#1 New York Times bestselling author Brad Meltzer returns with a pulse-pounding new novel of lies and deception at the highest levels of government.
There are stories no one knows. Hidden stories. I love those stories. And since I work in the National Archives, I find those stories for a living.
So says Beecher White, a young archivist who spends his days working with the most important documents of the U.S. government. When Clementine Kaye, his first childhood crush, shows up at the Archives asking for his help tracking down her long-lost father, Beecher tries to impress her by showing her the secret vault where the President of the United States privately reviews classified documents. It is also where Beecher and Clementine accidentally happen upon a priceless artifact-a 200-year-old dictionary that once belonged to George Washington-hidden inside a desk chair. Eager to discover why the President is hiding this important national treasure, the two soon find themselves entangled in a web of deception, conspiracy, and murder that will reveal the most well kept secret of the U.S. Presidency.

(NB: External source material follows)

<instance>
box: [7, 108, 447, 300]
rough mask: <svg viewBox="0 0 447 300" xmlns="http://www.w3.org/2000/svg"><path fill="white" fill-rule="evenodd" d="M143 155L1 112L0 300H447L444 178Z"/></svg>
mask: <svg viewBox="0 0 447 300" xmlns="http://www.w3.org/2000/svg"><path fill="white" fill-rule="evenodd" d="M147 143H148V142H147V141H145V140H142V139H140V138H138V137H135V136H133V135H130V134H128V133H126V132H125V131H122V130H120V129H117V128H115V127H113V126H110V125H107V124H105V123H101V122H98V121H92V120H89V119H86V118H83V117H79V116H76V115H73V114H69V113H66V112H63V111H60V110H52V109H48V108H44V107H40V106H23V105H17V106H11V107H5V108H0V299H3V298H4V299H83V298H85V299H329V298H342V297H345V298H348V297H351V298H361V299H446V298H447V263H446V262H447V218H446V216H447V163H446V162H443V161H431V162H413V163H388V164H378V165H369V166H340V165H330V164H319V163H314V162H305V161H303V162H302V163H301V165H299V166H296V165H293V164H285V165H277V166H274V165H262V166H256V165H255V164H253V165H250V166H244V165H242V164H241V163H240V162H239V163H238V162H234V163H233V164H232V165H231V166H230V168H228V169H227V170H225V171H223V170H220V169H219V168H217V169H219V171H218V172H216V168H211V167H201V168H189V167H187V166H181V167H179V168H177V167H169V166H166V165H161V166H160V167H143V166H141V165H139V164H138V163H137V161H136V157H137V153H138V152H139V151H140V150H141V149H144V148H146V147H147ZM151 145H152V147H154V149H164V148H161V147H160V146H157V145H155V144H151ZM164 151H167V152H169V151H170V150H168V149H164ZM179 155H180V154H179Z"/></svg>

A fascinating look at the hidden treasures of the National Archives is the one strength of this otherwise unsatisfying thriller. Archivist Beecher White, to impress childhood crush Clementine Kaye during a tour of the archives, shows her the "Sensitive Compartmented Information Facility" reserved for President Orson Wallace, who often visits the SCIF. The accidental discovery of a rare volume linked to George Washington starts White on a perilous journey involving the Culper Ring, a secret spy group reaching back to the nation's first president; Nico Hadrian, a failed presidential assassin confined in a mental institution; and a presidential secret entrusted only to a few of Wallace's closest friends. Kaye's ambiguous re-entry into White's life adds another challenge. Bestseller Meltzer (The Book of Lies) fails to dial up much suspense with too many sketchy characters and a plot that never lives up to its promise, but the December 2 debut of his History Channel show, Brad Meltzer's Decoded, is sure to win him new fans. (Jan.)